In a bold move to uphold international sanctions, ZK has announced the blocking of certain jurisdictions from participating in its highly anticipated airdrop. The restricted regions include Cuba, Iran, North Korea, Russia, Syria, and specific areas within Ukraine: Crimea, Donetsk, and Luhansk. These geographical limitations are necessary to comply with the sanctions regulations set forth by the U.S. Department of Treasury’s Office of Foreign Assets Control (OFAC), the United Nations Security Council (UNSC), the European External Action Service (EEAS), and His Majesty’s Treasury (HMT). Additionally, residents of the United States will also be prohibited from claiming the airdrop.
The second wave of ZK token claims is now live, and eligible participants can check their eligibility. This includes members of the Protocol Guild, contributors to external projects, and those nominated by ZKsync native ecosystem projects. This claim wave represents 1.91% of the total airdrop.
The snapshot for the ZK airdrop was taken on March 24, 2024, at 00:00:00 UTC, marked by Era Block Number 29710983 and Lite Block Number 187273. The airdrop claims for ZKsync users will commence the week of June 17th, 2024, and continue until January 3rd, 2025. A staggering 3,675,000,000 tokens will be distributed among 695,232 eligible wallets.
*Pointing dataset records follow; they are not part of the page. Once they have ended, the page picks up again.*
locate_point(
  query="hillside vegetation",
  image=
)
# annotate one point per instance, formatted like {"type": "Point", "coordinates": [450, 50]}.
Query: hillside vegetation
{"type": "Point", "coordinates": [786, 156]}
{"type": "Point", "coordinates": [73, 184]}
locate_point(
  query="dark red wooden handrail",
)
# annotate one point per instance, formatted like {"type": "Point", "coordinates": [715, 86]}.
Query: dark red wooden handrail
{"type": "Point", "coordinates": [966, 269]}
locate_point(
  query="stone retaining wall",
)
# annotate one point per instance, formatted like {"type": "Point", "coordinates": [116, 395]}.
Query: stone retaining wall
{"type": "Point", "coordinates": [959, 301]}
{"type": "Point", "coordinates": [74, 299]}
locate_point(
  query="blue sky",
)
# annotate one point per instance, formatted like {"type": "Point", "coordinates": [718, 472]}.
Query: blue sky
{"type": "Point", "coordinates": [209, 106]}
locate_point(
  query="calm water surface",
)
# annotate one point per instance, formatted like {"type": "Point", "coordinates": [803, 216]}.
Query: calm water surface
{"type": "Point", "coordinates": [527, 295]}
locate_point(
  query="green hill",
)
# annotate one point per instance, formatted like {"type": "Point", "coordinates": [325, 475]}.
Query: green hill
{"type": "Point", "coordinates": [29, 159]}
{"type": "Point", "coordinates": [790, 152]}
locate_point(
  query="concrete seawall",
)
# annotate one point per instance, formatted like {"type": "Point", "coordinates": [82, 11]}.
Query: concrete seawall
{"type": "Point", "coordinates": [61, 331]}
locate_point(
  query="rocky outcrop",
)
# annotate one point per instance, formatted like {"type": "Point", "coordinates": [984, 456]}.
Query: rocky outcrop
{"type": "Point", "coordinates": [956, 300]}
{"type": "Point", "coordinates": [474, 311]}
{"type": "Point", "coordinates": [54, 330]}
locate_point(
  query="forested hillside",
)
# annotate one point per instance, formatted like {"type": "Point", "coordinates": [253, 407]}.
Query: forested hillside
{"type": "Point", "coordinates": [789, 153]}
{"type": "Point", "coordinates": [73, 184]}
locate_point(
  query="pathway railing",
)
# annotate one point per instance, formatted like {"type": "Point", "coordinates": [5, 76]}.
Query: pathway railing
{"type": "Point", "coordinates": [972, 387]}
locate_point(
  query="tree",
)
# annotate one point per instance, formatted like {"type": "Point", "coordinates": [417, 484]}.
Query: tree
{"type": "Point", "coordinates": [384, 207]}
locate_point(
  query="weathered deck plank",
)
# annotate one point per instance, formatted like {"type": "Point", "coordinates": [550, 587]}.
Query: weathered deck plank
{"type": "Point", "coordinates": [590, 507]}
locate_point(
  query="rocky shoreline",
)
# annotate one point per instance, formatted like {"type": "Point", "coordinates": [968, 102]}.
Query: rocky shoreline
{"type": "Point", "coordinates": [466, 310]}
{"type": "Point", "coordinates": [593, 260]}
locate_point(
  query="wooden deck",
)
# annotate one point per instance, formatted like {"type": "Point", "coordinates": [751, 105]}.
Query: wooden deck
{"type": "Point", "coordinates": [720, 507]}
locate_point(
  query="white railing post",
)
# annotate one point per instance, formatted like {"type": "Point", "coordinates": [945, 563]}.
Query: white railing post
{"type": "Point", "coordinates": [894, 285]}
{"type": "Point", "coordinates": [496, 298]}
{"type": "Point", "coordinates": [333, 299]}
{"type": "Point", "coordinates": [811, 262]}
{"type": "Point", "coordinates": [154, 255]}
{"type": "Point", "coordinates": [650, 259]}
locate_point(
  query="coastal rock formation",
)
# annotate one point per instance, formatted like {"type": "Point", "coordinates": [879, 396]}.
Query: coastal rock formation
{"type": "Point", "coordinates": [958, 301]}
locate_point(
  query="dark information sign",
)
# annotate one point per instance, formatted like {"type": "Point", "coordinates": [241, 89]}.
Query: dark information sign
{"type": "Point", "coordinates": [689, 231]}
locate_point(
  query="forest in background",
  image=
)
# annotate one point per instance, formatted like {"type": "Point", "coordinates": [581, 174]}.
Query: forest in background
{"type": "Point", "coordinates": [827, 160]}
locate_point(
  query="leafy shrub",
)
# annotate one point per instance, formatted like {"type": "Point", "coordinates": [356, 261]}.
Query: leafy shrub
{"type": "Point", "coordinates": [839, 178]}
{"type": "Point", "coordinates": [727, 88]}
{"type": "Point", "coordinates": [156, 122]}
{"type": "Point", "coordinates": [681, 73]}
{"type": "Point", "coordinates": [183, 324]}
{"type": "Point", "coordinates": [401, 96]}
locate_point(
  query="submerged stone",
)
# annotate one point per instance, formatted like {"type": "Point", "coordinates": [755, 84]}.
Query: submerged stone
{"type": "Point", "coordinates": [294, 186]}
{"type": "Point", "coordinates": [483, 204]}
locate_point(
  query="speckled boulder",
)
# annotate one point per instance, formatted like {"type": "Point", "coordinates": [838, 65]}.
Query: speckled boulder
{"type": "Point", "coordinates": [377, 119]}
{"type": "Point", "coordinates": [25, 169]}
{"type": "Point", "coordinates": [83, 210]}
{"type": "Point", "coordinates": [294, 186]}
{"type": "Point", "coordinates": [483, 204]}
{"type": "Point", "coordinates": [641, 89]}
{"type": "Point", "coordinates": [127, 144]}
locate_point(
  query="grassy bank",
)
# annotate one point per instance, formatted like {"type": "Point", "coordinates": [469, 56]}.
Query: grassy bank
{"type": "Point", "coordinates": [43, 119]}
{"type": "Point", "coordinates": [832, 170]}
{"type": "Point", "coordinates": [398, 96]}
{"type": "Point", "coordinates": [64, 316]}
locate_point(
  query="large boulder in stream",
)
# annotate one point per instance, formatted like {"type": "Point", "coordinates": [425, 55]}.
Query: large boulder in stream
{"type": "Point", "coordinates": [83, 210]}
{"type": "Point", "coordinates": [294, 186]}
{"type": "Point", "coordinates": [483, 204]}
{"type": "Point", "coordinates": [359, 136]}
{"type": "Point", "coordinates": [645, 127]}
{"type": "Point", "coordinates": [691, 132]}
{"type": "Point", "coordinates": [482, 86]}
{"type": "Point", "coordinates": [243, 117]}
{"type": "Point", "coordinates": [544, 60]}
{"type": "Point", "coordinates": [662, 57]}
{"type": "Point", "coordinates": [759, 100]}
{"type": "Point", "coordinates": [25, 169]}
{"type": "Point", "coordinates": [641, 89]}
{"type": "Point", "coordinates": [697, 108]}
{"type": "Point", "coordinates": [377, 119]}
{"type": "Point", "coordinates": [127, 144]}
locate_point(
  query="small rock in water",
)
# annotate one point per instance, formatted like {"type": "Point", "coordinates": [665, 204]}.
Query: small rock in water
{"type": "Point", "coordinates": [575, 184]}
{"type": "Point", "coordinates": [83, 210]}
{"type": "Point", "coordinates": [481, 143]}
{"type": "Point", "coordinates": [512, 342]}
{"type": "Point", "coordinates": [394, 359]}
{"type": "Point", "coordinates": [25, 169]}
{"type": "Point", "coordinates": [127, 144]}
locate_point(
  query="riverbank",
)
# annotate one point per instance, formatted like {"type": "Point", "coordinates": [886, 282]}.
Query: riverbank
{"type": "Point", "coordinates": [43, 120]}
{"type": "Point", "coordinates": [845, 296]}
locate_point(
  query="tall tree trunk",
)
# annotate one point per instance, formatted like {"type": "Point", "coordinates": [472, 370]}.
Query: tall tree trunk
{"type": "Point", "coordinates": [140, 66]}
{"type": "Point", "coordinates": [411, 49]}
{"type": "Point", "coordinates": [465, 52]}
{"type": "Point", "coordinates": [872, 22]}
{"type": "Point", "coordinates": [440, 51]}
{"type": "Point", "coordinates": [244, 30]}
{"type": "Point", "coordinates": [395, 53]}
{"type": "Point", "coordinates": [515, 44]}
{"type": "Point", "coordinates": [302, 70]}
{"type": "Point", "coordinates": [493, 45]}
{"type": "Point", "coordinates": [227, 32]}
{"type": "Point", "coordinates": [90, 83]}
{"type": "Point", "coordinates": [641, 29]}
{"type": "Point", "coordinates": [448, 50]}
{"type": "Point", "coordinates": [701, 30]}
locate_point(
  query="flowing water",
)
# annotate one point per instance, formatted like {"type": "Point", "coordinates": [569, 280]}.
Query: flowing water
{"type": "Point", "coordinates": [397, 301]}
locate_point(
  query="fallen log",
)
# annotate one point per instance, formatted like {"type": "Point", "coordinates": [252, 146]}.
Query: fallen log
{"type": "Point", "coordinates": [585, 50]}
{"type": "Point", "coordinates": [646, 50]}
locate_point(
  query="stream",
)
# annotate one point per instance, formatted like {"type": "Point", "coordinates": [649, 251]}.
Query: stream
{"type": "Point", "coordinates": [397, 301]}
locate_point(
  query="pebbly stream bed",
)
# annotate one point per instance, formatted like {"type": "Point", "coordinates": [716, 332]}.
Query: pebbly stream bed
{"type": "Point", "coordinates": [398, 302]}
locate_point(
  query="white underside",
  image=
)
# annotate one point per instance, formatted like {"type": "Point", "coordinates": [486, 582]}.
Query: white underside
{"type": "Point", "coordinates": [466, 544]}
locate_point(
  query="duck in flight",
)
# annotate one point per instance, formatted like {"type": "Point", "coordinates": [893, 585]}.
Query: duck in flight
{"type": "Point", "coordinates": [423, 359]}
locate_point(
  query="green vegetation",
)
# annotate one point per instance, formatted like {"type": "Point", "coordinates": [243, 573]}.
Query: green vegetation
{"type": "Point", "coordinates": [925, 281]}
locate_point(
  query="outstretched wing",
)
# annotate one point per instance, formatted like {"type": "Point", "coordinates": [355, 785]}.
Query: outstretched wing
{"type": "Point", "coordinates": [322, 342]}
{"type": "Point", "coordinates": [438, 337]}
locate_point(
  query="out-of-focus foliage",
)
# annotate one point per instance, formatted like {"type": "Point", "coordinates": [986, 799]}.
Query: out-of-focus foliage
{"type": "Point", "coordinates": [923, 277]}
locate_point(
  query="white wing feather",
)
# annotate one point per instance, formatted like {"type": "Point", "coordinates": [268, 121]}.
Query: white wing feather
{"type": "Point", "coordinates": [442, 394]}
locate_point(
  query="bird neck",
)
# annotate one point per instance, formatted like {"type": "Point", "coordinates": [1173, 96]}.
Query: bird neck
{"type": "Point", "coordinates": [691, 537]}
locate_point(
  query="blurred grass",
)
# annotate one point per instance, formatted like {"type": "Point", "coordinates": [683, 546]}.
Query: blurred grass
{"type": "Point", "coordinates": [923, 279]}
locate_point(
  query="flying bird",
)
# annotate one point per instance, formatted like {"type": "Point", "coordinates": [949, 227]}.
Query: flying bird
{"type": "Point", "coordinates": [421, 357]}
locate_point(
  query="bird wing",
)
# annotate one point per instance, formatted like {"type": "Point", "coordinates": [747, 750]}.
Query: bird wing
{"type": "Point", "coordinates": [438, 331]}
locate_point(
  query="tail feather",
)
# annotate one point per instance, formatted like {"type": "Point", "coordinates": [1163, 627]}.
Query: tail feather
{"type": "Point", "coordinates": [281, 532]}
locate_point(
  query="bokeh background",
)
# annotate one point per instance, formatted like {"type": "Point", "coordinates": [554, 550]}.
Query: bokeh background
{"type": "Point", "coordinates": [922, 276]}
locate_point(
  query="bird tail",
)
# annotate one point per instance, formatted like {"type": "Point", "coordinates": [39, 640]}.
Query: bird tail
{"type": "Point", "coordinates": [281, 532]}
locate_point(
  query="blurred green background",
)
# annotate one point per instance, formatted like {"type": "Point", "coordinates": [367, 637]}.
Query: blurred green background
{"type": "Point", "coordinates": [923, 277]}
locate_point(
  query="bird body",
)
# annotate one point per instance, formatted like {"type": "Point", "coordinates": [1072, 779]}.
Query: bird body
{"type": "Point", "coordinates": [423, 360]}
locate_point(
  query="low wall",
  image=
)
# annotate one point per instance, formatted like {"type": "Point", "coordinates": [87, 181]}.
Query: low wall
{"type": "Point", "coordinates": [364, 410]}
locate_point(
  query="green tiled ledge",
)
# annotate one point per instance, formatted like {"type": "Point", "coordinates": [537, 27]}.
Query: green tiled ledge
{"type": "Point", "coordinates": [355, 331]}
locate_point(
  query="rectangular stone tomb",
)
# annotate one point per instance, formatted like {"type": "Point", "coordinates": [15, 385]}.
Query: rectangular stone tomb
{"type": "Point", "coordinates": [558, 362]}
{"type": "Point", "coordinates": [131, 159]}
The airdrop is divided into two primary categories: Users and Contributors. Users, comprising 89% of the airdrop, have bridged funds onto ZKsync Era and met at least one of the seven eligibility criteria. Contributors, making up 11%, include individuals, developers, researchers, communities, and companies who have contributed to the ZKsync ecosystem through development, advocacy, education, or participation.
The usage-based airdrop process involves meticulously checking every address transacted on ZKsync Era and ZKsync Lite against the eligibility criteria. These criteria encompass interactions with smart contracts, paymaster activities, token trading, providing DeFi liquidity, holding Libertas Omnibus NFTs, ZKsync Lite activity, and donations to Gitcoin.
Allocations for eligible addresses are determined based on a value-scaling formula that adjusts an address’s allocation based on the amounts sent to ZKsync Era and the duration for which those crypto-assets remained in the wallet. Crypto assets in DeFi protocols are valued at twice their nominal value to emphasize their utility. The time-weighted average balance is calculated by summing the daily balances and dividing by the total number of days in the snapshot period, which lasted 366 days.
Addresses can receive additional multipliers based on certain activities that indicate a high likelihood of human behavior or contribution to ZKsync. These multipliers include holding specific ZKsync native NFTs or ERC-20 tokens, creating smart contract wallets via ZKsync Era native account abstraction, holding a percentage of the ARB/OP/ENS airdrop for more than 90 days, and early interactions with qualifying Ethereum smart contracts.
To ensure fairness and prevent bot swarms, a conservative sybil detection methodology is employed. This methodology groups externally owned accounts (EOAs) with common funding patterns or CEX deposit address reuse into clusters. Clusters with more than 20 EOAs are filtered out to eliminate potential bots.